Tietoturvaloukkaukset ja niistä ilmoittaminen -en
Reporting personal data breaches
In order to strengthen the rights of data subjects, data protection laws require the controller to report personal data breaches in some circumstances.
All processors of personal data have a duty to report any personal data breaches that come to their attention to the controller.
If certain conditions are satisfied, the controller must report the breach to the Data Protection Ombudsman and, in some cases, to the data subjects.
However, reporting is not necessary if the breach is unlikely to compromise data subjects’ rights.
Police’s procedure for reporting personal data breaches
If the security of your personal data has been compromised, the police will notify the Data Protection Ombudsman.
If the personal data breach poses a particular risk to your rights and freedoms, the police will report the breach via multiple channels (such as by letter or on the Poliisi.fi website).
Monitoring and oversight of data protection in the police organisation
The police ensures and systematically monitors the status of data protection and information security through both administrative and technical measures.
One of these measures is to document all operations that involve personal data processing and to evaluate the necessity of processing relative to the risks.
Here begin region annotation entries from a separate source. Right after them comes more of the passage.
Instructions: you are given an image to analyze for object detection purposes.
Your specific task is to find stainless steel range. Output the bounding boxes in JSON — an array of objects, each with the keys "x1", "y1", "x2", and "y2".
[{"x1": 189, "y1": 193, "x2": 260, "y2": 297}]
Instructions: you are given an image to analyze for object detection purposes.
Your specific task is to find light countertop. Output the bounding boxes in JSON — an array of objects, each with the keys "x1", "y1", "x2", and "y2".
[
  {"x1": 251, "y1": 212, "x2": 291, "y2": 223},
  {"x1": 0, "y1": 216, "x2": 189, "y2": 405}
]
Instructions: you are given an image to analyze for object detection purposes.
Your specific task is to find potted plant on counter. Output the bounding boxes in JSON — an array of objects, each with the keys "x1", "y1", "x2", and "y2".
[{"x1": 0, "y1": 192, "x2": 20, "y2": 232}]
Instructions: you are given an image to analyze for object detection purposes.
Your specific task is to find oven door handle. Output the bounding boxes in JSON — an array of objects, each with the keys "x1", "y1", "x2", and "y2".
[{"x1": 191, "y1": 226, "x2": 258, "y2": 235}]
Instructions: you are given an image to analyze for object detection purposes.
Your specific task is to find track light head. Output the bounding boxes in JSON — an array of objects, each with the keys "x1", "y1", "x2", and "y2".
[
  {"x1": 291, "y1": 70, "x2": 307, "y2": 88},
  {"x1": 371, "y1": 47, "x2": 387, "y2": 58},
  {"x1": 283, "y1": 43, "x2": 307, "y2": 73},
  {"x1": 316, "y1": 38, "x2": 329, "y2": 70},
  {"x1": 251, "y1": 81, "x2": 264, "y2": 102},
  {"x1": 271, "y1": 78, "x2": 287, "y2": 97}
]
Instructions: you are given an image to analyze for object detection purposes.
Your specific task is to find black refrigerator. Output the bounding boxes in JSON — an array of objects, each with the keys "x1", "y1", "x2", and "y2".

This is called data protection impact assessment.
The data protection impact assessment process helps the police to ensure its compliance with data protection regulations.
Tietoturvaloukkaukset ja niistä ilmoittaminen - rekisterinpitäjän velvollisuudet -en
Controllers and processors have a responsibility to ensure an appropriate level of data protection.
Personal data must be processed lawfully and in a manner that prevents any accidental loss, destruction or alteration of the data.
It is the controller’s duty to carry out a risk assessment and take any steps that are necessary to manage the identified risks. The controller must ensure the security of personal data throughout their life cycle.
For example, the controller must
- prevent unauthorised access to the hardware and systems used to process personal data,
- prevent unauthorised data entry into the systems,
- prevent unauthorised browsing, alteration or deletion of the personal data held in the systems,
- keep access rights to the systems up to date, and
- ensure the reliable operation of the systems and that any faults in the systems cannot damage personal data.